A. take the deposition, on three (3) days' notice, of any person, whether or not a party, for the purpose of discovering the nature, location, status, and extent of assets of the Perry Defendants, or of their affiliates or subsidiaries; the nature and location of documents reflecting the business transactions of the Perry Defendants, or their affiliates or subsidiaries; the applicability of any evidentiary privileges to this action; and monitoring compliance with this Order. The limitations and conditions set forth in Fed. R. Civ. P. 30(a)(2)(B) and 31(a)(2)(B) regarding subsequent depositions of an individual shall not apply to depositions taken pursuant to this Section. Any such depositions taken pursuant to this Section shall not be counted toward the ten-deposition limit set forth in Fed. R. Civ. P. 30(a)(2)(A) and 31(a)(2)(A). Service of discovery upon a party, taken pursuant to this Section shall be sufficient if made by facsimile or by overnight delivery;

B. demand the production of documents, on five (5) days' notice, from any person, whether or not a party, relating to the nature, status, or extent of the Perry Defendants' assets, or of their affiliates or subsidiaries; the location of documents reflecting the business transactions of the Perry Defendants, or of their affiliates or subsidiaries; the applicability of any evidentiary privileges to this action; and monitoring compliance with this Order, provided that twenty four (24) hours' notice shall be deemed sufficient for the production of any such documents that are maintained or stored only as electronic data; and

C. serve on any Perry Defendant up to five (5) interrogatories relating to the location, storage or retention of documents reflecting the business transactions of the Perry Defendants, or of their affiliates or subsidiaries; and monitoring compliance with this Order. The limitations and conditions set forth in Fed. R. Civ. P. 33(a)(1) regarding the number of interrogatories shall not apply to interrogatories taken pursuant to this Section. Any such interrogatory taken pursuant to this Section shall not be counted toward the twenty-five interrogatory limit set forth in Fed. R. Civ. P. 33(a)(1). Service of discovery upon a party, taken pursuant to this Section shall be sufficient if made by facsimile or by overnight delivery.

CORRESPONDENCE

XIX. IT IS FURTHER ORDERED that for the purposes of this Order, all service on and correspondence to the FTC shall be sent via Federal Express or email and be addressed to: Mark Glassman, Federal Trade Commission, 600 Pennsylvania Avenue, NW, Room NJ-3158, Washington, DC 20580; Telephone: (202) 326-2826; Facsimile: (202) 326-3768; email: mglassman@ftc.gov.
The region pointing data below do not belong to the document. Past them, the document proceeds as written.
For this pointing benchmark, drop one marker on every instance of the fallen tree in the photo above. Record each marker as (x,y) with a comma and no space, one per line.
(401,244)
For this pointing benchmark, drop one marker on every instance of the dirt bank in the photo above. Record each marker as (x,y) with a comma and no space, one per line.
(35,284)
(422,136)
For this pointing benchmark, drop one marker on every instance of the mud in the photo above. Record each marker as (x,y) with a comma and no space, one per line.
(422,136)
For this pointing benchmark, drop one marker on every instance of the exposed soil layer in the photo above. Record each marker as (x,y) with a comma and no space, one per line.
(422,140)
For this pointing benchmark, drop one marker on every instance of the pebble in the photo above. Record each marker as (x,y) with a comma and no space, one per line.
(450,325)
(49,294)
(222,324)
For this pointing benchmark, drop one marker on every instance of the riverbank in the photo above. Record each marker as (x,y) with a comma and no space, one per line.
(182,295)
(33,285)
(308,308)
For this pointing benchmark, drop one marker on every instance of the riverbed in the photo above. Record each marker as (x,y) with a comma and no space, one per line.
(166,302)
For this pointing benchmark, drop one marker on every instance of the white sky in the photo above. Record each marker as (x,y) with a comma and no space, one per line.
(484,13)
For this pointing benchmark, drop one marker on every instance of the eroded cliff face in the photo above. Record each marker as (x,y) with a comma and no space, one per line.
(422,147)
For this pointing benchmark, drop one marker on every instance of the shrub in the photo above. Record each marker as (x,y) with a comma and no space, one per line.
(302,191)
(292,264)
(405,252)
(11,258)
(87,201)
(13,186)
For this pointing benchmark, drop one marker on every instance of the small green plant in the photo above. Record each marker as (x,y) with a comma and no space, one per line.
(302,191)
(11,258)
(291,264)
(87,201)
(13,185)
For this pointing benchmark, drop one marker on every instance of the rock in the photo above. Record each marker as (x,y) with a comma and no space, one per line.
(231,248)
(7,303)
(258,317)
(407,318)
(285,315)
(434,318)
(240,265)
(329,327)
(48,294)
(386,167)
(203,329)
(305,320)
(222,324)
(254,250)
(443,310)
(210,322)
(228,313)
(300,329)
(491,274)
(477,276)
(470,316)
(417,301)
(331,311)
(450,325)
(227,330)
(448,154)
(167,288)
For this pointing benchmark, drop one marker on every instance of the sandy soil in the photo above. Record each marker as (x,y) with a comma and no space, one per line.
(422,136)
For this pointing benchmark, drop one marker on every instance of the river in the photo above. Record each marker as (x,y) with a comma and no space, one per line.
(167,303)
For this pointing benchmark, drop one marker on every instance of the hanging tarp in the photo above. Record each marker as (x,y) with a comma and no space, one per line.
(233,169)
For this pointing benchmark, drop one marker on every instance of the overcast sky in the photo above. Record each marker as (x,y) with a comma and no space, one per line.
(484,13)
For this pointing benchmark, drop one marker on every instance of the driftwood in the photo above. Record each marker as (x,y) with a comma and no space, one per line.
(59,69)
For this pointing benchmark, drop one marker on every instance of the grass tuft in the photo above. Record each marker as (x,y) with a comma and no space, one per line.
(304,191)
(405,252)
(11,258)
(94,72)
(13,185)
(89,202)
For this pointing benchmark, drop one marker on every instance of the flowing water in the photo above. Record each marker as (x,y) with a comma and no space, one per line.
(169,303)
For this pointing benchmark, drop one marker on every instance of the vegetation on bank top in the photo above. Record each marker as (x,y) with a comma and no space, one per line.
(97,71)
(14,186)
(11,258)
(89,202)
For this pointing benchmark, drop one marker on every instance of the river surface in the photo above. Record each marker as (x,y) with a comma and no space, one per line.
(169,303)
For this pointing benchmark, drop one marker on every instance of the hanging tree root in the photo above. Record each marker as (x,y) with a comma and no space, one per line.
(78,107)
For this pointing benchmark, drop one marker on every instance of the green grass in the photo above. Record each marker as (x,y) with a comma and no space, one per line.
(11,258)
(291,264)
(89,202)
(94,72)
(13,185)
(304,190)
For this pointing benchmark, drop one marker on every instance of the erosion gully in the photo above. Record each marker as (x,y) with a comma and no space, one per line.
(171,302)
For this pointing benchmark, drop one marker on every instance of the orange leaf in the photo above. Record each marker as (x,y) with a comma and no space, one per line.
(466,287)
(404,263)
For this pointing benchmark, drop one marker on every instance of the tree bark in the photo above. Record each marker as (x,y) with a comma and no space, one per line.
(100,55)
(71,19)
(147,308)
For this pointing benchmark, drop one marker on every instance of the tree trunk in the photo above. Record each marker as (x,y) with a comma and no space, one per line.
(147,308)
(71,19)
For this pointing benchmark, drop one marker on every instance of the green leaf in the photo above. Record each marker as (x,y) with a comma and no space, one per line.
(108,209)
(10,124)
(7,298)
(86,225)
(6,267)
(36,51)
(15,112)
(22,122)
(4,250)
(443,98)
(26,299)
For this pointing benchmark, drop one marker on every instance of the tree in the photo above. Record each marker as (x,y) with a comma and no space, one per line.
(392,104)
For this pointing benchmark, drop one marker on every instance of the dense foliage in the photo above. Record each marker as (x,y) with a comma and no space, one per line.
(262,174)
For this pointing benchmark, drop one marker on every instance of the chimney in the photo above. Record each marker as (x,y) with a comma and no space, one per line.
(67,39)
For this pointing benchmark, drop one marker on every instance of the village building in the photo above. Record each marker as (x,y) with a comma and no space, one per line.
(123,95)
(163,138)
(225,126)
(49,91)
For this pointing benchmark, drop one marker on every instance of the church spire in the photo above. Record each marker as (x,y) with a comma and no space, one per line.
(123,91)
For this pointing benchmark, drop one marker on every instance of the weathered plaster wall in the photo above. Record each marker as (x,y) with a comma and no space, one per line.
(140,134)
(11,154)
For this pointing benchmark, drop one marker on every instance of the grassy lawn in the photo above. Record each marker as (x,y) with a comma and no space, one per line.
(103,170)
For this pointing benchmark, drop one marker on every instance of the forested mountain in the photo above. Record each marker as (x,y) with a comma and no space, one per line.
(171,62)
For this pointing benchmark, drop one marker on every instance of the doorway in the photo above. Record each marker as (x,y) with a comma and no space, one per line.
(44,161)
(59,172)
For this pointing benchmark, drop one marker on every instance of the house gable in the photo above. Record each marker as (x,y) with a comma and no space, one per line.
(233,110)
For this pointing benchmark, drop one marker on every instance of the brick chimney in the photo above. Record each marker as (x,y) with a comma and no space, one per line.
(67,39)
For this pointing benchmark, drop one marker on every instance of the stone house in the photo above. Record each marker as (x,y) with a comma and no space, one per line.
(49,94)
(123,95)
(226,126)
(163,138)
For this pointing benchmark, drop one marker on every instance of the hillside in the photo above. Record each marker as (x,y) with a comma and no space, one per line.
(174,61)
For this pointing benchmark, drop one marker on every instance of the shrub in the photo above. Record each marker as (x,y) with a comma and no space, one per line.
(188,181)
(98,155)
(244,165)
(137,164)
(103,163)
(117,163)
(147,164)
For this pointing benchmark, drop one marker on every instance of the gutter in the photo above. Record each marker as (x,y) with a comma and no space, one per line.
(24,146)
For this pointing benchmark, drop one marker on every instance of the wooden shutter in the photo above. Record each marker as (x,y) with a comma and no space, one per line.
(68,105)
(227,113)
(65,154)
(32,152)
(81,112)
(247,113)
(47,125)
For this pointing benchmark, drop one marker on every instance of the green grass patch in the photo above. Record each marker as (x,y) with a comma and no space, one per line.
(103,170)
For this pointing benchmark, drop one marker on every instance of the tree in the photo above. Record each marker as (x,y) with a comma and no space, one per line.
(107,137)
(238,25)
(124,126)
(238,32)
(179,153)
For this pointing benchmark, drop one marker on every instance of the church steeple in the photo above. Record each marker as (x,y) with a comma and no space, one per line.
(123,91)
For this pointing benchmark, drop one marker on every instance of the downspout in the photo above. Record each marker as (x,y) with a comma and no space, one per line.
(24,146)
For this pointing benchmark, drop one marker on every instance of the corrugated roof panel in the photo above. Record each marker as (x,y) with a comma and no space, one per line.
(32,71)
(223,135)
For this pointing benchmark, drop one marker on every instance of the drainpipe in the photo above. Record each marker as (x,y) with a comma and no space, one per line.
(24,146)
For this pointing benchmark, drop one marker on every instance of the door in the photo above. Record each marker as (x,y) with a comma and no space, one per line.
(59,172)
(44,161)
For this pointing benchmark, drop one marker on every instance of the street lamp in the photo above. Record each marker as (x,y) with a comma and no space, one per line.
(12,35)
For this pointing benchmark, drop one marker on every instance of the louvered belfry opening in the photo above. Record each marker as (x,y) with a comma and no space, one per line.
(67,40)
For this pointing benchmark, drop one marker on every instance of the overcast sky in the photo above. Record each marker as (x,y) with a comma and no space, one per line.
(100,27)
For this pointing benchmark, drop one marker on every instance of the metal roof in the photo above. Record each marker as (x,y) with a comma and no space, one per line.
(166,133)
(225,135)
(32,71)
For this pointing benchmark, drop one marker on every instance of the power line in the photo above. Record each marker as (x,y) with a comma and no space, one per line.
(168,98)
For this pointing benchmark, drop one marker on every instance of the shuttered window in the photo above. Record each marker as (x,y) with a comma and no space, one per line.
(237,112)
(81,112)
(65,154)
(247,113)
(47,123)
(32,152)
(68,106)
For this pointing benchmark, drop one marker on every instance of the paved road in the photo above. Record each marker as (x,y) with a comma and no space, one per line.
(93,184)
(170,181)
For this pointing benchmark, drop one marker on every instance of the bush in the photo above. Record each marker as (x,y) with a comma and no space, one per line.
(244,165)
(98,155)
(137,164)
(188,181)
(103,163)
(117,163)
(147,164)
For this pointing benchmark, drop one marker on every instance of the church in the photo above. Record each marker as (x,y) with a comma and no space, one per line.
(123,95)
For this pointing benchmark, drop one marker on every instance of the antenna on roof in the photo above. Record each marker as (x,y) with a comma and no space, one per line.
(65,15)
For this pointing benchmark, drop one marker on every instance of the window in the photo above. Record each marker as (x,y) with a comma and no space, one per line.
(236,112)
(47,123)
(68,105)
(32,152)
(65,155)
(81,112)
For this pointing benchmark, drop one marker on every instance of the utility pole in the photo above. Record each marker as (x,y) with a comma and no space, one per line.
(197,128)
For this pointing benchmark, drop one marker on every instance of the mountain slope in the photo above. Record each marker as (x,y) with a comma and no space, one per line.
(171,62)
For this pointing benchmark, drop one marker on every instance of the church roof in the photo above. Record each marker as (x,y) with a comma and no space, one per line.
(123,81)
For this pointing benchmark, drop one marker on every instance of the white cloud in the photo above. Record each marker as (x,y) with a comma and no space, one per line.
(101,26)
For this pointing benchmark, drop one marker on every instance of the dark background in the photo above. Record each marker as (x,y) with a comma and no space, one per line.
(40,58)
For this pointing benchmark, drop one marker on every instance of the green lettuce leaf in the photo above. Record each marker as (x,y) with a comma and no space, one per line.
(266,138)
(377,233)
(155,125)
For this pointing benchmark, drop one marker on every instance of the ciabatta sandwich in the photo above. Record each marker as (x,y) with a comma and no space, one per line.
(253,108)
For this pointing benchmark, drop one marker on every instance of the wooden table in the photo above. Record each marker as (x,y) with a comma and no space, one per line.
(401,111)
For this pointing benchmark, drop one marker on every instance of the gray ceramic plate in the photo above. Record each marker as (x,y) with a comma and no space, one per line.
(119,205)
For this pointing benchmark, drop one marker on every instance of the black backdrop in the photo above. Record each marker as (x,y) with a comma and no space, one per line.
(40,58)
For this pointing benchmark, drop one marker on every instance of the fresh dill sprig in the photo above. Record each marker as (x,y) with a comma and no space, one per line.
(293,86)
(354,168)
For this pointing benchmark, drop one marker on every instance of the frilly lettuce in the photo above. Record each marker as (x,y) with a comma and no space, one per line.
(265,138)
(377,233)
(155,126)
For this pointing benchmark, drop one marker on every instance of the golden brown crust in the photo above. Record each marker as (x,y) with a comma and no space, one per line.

In addition, all documents required to be served in this case may be served by e-mail using the following e-mail addresses:

Mark Glassman: mglassman@ftc.gov Bevin Murphy: bmurphy1@ftc.gov Robert Mahini: rmahini@ftc.gov Marion Anthony ("Tony") Perry: mp-f7@cox.net Bernadette Perry: mp-f7@cox.net.

SERVICE OF THIS ORDER

XX. IT IS FURTHER ORDERED that copies of this Order may be served by facsimile transmission, email (upon written consent), personal or overnight delivery, or U.S. Express Mail, by agents and employees of the FTC or any state or federal law enforcement agency or by private process server, on Defendants or any other person or entity that may be subject to any provision of this Order.

RIGHT TO INVESTIGATE AND ADD ADDITIONAL PARTIES AND CLAIMS

XXI. IT IS FURTHER ORDERED that nothing in this Order shall be construed as limiting or restricting the FTC's right or ability to investigate, take discovery from, add to this action or bring further actions against any persons or entities not specifically named herein as a defendant or who may be in active concert or participation with any of the defendants.

RETENTION OF JURISDICTION

XXII. IT IS FURTHER ORDERED that this Court shall retain jurisdiction of this matter for all purposes.

IT IS SO ORDERED, this 19th day of August, 2009.